"Claire!" she exclaimed, hoarsely, trembling like an aspen leaf and clinging to the back of the nearest chair for support. "How long have you been here?" she gasped.
"Quite—five—minutes," whispered the girl.
"And you have seen—" The mother looked into the daughter's eyes fearfully, not daring to utter the words trembling on her lips.
"I saw you change the—the will!" whispered Claire, in a terror-stricken voice. "I saw you erase with a green fluid, which must have been a most powerful chemical, the words of the will, 'to my daughter Faynie' in the sentence: 'I bequeath all of my estate, both personal and real,' and insert therein the words, 'my wife, Margaret' in place of 'my daughter Faynie.'"
The woman stepped forward and clutched the girl's arm.

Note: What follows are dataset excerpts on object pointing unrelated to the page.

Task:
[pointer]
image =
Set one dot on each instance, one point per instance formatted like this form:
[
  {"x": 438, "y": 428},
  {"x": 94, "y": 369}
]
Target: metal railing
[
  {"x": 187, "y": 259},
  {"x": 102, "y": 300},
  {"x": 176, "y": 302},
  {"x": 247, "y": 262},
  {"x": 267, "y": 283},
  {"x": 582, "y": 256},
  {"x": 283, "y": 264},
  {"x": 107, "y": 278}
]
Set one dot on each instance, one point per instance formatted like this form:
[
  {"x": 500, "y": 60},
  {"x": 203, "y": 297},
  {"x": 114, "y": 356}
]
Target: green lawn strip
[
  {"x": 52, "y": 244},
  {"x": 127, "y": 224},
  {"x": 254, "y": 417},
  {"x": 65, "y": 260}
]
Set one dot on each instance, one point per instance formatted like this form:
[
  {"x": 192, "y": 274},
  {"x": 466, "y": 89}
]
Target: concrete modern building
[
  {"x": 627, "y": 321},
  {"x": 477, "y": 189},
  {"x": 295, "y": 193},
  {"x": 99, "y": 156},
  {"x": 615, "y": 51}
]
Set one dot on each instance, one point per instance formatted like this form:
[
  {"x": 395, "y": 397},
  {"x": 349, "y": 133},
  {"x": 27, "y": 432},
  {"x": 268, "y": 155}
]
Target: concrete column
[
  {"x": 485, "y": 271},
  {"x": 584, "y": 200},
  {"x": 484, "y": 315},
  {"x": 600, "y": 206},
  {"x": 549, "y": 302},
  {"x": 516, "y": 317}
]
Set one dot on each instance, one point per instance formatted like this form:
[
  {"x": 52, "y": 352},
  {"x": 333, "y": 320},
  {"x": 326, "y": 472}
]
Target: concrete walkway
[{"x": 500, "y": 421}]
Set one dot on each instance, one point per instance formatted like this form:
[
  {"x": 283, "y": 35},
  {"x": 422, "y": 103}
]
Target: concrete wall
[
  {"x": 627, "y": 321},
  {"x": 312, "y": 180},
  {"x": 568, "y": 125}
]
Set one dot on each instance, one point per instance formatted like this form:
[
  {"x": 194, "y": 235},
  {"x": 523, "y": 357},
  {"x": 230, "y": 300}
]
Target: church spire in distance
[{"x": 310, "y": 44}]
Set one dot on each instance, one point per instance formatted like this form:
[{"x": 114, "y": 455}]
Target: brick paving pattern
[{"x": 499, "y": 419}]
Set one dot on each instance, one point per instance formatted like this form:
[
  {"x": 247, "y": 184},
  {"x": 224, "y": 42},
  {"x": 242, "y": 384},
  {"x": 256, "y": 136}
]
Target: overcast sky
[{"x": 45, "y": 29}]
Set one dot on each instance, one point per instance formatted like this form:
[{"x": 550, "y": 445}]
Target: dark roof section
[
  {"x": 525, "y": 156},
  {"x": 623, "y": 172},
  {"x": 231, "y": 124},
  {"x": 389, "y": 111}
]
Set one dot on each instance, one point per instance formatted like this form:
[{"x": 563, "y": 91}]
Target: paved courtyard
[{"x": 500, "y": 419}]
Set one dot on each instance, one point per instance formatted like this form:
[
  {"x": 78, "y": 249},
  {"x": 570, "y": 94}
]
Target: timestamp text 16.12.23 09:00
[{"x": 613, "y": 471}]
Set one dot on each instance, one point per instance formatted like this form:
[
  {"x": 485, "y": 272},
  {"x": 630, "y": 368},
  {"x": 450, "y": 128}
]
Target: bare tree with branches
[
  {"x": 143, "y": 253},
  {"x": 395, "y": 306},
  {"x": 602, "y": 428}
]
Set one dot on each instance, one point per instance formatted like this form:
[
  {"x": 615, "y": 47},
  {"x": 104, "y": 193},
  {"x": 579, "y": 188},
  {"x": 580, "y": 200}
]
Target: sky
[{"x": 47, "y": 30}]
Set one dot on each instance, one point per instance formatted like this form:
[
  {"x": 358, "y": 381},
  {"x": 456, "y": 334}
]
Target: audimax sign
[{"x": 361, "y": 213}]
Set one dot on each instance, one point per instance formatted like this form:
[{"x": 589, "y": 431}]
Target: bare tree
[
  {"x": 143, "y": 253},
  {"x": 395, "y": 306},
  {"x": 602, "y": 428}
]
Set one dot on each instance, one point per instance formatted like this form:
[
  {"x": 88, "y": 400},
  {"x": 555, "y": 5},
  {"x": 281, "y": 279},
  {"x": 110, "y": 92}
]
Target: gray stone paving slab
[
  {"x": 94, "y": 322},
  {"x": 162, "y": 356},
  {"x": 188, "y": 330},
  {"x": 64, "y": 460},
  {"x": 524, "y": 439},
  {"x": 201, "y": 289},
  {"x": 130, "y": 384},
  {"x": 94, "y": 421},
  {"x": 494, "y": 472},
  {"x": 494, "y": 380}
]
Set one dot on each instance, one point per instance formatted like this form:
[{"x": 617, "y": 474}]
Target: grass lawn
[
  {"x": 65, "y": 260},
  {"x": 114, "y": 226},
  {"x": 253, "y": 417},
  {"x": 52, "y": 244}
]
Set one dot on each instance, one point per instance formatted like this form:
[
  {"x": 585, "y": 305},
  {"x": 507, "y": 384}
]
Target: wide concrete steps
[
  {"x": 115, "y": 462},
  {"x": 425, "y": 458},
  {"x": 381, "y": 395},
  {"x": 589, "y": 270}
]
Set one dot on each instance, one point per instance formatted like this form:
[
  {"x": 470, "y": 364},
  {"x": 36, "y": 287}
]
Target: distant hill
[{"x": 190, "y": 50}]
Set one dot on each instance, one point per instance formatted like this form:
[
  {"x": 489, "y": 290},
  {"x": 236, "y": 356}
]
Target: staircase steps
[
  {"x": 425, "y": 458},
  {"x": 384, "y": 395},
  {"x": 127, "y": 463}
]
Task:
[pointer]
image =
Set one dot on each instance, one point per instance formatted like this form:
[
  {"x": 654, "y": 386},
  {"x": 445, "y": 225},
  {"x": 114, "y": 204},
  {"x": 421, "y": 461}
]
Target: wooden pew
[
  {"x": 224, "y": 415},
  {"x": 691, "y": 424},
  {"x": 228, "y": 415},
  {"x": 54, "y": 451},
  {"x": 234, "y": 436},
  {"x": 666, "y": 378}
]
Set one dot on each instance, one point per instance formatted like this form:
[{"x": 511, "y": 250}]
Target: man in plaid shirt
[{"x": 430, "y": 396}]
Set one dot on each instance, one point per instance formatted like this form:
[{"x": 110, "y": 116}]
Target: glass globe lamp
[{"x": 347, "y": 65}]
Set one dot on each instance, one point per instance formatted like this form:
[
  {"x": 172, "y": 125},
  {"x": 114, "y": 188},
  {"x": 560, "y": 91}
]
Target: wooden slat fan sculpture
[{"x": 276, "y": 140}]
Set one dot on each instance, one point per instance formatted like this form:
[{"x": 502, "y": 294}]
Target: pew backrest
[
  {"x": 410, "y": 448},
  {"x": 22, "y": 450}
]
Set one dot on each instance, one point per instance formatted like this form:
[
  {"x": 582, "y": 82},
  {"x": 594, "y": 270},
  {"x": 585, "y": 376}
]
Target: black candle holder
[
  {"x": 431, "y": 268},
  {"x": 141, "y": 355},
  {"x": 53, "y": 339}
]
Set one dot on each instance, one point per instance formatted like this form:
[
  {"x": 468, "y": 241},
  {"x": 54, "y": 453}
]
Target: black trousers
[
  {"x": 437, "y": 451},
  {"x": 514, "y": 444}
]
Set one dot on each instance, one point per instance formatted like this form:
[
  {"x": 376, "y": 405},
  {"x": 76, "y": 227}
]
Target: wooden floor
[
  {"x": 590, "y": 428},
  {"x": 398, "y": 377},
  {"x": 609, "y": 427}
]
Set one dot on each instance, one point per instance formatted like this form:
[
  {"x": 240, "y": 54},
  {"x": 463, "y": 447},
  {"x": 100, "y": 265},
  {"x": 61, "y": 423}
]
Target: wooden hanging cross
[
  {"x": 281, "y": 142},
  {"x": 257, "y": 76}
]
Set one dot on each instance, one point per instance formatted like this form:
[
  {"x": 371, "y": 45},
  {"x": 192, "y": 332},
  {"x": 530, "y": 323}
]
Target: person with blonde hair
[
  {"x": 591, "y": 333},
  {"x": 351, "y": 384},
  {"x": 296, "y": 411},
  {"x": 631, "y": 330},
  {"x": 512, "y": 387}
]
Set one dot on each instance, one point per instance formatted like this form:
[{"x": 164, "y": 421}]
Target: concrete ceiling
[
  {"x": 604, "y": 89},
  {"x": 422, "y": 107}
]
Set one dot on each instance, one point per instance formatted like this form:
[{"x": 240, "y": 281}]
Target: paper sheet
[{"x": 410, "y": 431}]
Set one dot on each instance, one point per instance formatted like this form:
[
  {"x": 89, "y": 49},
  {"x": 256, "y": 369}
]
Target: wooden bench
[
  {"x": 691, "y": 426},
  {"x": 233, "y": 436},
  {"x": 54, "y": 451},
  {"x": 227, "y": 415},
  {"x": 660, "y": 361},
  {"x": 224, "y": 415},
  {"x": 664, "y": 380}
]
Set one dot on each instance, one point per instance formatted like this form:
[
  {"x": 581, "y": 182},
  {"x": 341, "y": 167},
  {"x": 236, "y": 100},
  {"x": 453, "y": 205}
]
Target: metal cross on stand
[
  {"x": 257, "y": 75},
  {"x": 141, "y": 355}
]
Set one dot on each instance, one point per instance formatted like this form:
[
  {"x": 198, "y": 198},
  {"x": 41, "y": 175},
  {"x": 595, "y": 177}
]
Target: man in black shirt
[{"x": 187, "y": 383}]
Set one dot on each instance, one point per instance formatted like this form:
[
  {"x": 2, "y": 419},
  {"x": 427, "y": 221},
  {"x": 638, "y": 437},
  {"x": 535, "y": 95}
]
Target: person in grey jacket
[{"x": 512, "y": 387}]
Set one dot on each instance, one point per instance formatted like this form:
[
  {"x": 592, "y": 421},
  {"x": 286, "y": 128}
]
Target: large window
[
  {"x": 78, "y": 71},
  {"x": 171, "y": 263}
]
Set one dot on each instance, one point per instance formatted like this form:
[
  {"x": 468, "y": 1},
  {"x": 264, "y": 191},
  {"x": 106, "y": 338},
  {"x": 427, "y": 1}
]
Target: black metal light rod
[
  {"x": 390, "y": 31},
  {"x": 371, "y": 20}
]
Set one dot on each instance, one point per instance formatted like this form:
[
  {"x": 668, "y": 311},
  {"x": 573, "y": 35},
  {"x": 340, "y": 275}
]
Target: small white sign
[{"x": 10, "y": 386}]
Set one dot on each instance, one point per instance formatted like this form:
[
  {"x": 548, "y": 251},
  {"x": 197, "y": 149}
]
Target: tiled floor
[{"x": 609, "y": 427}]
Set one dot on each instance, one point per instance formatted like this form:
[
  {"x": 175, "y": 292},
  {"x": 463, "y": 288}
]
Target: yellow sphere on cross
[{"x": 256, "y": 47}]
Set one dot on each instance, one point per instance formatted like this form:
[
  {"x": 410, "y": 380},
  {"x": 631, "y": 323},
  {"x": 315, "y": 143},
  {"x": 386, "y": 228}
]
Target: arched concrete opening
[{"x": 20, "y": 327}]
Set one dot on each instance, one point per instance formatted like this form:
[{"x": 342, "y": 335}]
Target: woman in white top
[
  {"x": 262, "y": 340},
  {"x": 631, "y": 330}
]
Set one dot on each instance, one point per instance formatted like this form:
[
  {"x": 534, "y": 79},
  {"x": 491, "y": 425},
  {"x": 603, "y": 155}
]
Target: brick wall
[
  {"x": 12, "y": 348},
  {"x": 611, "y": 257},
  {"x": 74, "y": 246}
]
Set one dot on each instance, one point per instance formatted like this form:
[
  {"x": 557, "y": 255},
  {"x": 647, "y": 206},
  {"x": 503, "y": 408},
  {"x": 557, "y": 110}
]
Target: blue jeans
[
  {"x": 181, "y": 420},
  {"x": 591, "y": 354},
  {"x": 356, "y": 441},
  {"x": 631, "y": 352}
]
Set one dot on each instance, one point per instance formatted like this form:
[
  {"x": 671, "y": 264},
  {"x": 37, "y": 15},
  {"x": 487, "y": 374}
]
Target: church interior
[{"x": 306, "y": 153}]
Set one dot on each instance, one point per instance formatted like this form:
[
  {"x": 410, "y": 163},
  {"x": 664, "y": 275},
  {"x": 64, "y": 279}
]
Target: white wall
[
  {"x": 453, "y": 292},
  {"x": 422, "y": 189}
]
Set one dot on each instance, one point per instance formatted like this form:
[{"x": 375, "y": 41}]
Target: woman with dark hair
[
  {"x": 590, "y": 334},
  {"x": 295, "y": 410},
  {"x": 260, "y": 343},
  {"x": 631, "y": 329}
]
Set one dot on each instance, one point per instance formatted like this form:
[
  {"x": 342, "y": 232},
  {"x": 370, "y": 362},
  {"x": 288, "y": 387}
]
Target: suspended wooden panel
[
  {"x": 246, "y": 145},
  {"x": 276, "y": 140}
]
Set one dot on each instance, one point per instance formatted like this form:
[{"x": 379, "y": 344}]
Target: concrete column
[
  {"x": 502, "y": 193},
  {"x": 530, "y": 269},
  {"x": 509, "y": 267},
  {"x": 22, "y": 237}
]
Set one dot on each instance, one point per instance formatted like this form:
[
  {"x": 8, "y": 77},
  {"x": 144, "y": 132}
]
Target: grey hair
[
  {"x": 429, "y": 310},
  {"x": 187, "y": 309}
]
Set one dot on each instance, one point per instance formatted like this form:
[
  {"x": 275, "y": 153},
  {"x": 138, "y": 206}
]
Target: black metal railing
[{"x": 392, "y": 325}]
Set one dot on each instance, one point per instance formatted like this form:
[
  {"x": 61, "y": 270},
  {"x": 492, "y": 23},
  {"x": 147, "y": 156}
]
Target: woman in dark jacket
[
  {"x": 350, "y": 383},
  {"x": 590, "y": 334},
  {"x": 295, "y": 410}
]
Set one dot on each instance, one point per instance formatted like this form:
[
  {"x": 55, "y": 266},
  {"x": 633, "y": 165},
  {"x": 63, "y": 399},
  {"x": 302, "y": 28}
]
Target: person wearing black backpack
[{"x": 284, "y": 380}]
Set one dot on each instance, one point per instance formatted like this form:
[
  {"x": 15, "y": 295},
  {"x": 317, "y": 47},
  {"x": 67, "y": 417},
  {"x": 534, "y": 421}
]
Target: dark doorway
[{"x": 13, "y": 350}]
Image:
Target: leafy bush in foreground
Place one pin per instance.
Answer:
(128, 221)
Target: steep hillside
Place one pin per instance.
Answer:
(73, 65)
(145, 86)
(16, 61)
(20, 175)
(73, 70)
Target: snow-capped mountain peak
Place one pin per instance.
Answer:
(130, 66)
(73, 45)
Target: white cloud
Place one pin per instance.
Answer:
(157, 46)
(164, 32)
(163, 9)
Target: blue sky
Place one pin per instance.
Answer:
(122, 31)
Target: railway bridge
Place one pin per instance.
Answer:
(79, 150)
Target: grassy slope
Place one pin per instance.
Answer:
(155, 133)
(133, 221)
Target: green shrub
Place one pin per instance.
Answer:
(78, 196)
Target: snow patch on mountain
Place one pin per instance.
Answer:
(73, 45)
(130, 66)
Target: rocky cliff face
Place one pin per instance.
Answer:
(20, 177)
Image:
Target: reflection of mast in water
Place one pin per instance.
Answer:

"It was for your sake, Claire, that I did it," she whispered, shrilly; "he cut us off with almost nothing, giving all to that proud daughter Faynie of his. We would have had to step out into the world—beggars again. We know what it is to be poor—ay, in want; we could never endure it again—death would be easier for both of us.
"The will was drawn two years ago; I am confident that it is the latest—that there is no other. I took a desperate chance to do what I have done to-night—so cleverly that it could never be detected.
"A few strokes of the pen meant wealth or poverty for us, Claire. I am too old to face beggary after living a life of luxury. You will not betray me, Claire—you dare not, knowing that it was done for your sake, Claire."
The girl was not naturally wicked; she had always had a great respect for the high-bred, beautiful Faynie—her stepfather's daughter by his first wife. There had been no discord between the two young girls.
Still, as her mother had said so emphatically, it was better that Faynie should step out of that lovely home a beggar than that they should lose it.